The Coorong, a national park in South Australia, is where the movie Storm Boy was filmed. Full of native birds and mammals, it extends from the mouth of the Murray River for a hundred miles southeast. It is the world's longest beach, at 198 km long. It is also an important cultural site for the indigenous Ngarrindjeri people.
The name is derived from the Aboriginal word "Coorang" which means "sand dune". This is because there are sand dunes separating the mainland from the Southern Ocean, which can be seen clearly from the park.

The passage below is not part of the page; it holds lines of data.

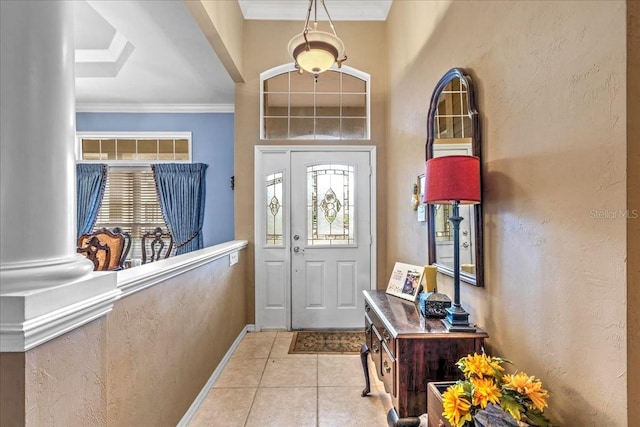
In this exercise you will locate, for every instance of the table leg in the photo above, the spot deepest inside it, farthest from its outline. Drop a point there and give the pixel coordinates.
(364, 352)
(394, 421)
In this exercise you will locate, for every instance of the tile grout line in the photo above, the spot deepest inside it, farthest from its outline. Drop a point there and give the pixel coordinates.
(264, 368)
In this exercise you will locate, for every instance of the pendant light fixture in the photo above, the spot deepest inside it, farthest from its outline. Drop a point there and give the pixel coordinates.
(316, 51)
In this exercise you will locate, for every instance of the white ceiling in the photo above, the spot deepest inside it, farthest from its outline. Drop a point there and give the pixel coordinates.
(146, 55)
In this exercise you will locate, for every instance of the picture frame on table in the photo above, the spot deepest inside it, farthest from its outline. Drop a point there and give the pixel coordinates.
(405, 281)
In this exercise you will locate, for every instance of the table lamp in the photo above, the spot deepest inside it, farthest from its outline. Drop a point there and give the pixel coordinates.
(454, 180)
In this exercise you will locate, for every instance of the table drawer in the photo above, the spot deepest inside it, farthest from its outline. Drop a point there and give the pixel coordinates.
(384, 334)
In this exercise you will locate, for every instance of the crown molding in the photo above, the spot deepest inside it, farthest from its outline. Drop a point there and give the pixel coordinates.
(155, 108)
(344, 10)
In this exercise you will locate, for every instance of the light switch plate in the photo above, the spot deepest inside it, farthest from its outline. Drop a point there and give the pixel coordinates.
(233, 258)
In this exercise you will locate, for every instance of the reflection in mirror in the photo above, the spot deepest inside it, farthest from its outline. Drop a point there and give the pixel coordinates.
(453, 129)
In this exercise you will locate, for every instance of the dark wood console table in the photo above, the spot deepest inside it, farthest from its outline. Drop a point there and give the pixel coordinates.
(408, 352)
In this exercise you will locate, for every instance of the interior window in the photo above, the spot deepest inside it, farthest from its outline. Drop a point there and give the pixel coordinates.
(130, 200)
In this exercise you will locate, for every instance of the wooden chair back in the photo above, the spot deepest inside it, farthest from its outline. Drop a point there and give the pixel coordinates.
(96, 252)
(127, 244)
(116, 242)
(156, 245)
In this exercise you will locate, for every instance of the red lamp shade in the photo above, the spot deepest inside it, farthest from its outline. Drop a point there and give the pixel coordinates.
(451, 178)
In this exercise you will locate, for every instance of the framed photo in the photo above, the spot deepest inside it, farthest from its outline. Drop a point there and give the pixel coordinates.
(405, 281)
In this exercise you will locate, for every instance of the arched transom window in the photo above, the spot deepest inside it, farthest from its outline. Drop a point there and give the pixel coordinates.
(334, 105)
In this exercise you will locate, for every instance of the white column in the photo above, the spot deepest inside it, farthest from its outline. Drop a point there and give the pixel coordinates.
(46, 288)
(37, 131)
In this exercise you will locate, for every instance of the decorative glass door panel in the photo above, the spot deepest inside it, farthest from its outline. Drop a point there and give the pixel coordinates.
(275, 208)
(330, 206)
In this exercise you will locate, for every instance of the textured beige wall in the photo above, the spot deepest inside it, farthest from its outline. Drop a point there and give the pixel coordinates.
(222, 23)
(165, 342)
(551, 85)
(633, 202)
(265, 46)
(12, 389)
(65, 379)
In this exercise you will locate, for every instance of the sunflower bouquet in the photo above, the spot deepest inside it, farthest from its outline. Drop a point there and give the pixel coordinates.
(488, 393)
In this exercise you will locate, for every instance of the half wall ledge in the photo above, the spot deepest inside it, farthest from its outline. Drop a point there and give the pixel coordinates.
(30, 318)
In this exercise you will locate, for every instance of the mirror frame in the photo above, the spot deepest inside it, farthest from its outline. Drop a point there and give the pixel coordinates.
(476, 143)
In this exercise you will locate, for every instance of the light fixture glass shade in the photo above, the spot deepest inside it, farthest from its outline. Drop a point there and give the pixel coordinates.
(452, 178)
(318, 52)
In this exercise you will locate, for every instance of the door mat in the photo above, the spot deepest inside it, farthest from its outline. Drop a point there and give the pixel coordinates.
(333, 342)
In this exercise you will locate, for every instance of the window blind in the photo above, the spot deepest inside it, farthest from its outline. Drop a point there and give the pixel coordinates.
(131, 203)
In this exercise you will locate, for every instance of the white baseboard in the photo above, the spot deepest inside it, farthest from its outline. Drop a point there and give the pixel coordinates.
(188, 416)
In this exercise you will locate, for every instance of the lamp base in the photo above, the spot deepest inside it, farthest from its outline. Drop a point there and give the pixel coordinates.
(457, 320)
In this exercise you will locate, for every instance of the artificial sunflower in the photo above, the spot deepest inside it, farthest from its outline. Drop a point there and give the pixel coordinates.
(485, 390)
(480, 365)
(528, 385)
(456, 406)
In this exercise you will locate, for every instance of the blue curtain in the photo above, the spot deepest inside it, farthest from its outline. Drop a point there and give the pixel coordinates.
(181, 190)
(91, 180)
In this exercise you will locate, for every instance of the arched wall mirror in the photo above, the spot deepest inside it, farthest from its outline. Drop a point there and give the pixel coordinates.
(453, 128)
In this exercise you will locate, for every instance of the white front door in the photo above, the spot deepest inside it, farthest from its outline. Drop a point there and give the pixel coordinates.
(314, 246)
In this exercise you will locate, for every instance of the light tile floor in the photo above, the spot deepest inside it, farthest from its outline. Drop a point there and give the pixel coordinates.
(263, 385)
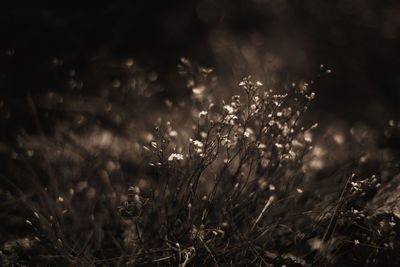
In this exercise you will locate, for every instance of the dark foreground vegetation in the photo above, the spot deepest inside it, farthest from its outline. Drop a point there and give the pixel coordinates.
(205, 180)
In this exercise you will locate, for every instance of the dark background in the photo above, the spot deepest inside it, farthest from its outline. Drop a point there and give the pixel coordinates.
(275, 40)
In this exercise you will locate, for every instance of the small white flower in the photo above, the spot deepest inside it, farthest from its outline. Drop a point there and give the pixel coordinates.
(299, 191)
(176, 156)
(203, 113)
(272, 187)
(229, 109)
(229, 119)
(173, 133)
(198, 143)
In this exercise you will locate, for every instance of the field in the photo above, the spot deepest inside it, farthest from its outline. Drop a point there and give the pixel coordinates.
(260, 148)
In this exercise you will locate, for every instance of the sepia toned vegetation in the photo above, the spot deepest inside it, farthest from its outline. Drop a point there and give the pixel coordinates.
(205, 180)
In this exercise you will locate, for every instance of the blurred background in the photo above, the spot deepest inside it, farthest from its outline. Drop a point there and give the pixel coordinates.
(277, 41)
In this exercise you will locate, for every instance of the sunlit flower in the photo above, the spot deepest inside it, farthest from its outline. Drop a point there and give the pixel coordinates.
(203, 113)
(229, 109)
(198, 143)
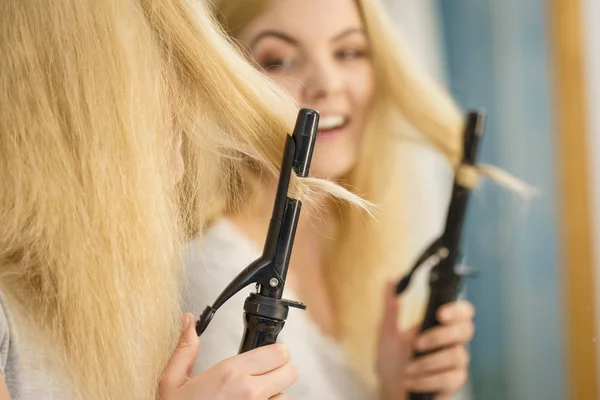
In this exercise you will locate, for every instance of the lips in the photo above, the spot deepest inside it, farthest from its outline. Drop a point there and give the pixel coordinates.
(332, 122)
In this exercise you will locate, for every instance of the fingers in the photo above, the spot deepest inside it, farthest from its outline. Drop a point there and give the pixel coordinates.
(445, 335)
(448, 382)
(455, 357)
(459, 310)
(181, 364)
(280, 396)
(261, 360)
(275, 382)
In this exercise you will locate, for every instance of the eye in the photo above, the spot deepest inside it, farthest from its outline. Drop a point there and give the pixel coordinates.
(277, 64)
(350, 54)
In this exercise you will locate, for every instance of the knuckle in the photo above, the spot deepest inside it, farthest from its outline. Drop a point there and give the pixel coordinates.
(248, 392)
(165, 382)
(465, 357)
(280, 351)
(293, 372)
(228, 372)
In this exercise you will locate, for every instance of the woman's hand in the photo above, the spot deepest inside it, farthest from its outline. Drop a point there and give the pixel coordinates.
(260, 374)
(444, 371)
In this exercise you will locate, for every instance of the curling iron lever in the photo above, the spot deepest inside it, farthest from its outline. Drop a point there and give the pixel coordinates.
(265, 311)
(445, 278)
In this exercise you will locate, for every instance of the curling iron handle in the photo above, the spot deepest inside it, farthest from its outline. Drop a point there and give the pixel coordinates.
(259, 331)
(441, 294)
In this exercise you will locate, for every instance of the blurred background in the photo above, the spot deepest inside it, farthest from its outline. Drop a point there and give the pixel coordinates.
(534, 66)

Most of it is... sand, as the entire park is a beach.
Flora and fauna
The Coorong National Park has been recognised by BirdLife International as an Important Bird Area. It has supported the chestnut teal, Australian shelduck, sharp-tailed sandpiper, red-necked stint, banded stilt, red-necked avocet, pied oystercatcher and red-capped plover. Australasian bitterns have been recorded. It has also supported significant numbers of orange-bellied parrots, fairy terns and hooded plovers, although their usage of the site has declined from reduced freshwater inflows.

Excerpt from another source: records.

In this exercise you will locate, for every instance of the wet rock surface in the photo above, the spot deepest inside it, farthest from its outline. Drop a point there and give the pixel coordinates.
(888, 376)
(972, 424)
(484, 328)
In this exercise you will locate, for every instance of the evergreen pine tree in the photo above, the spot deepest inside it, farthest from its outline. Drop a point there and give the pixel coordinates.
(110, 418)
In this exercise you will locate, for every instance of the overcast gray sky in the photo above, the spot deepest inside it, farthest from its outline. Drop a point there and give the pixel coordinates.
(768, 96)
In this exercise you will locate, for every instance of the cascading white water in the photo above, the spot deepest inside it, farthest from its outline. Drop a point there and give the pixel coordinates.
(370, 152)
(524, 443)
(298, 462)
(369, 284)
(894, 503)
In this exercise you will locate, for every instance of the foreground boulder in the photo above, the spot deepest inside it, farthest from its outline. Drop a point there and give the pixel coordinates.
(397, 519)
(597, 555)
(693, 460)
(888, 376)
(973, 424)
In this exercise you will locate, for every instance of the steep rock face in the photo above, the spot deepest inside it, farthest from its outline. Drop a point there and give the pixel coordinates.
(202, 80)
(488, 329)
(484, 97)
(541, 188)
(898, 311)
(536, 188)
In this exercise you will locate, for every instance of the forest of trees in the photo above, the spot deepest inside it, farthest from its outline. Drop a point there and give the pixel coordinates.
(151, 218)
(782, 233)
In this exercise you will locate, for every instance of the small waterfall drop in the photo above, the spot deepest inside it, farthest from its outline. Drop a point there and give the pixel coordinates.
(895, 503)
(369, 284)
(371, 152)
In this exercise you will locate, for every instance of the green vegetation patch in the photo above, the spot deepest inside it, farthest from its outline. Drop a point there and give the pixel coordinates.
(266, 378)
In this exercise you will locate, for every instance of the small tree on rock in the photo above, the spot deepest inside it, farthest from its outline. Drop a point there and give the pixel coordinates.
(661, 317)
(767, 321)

Park access is from Goolwa or Kingston SE.
Fees and permits
The easiest way to cross the Coorong is at 42 Miles Crossing. An unsealed road leads to a small camping ground. From there you can walk along a path to the coast (about 20 minutes) or use the 4WD road.
- Coorong Beach. The world's longest beach, at 198km long, it is certainly an endless facination.
- Fishing - The Coorong is renowned for its fishing, from both the shore and boats. However, limits are more stringent than those for the rest of the state. They apply to the size and boat limits of fish caught within the Coorong. Beach fishing at the Murray Mouth, at the Coorong entrance, is also popular, but be aware that the strong current and undertow at the mouth can send the unwary and unlucky into deep trouble in a matter of minutes - in other words, don't swim there.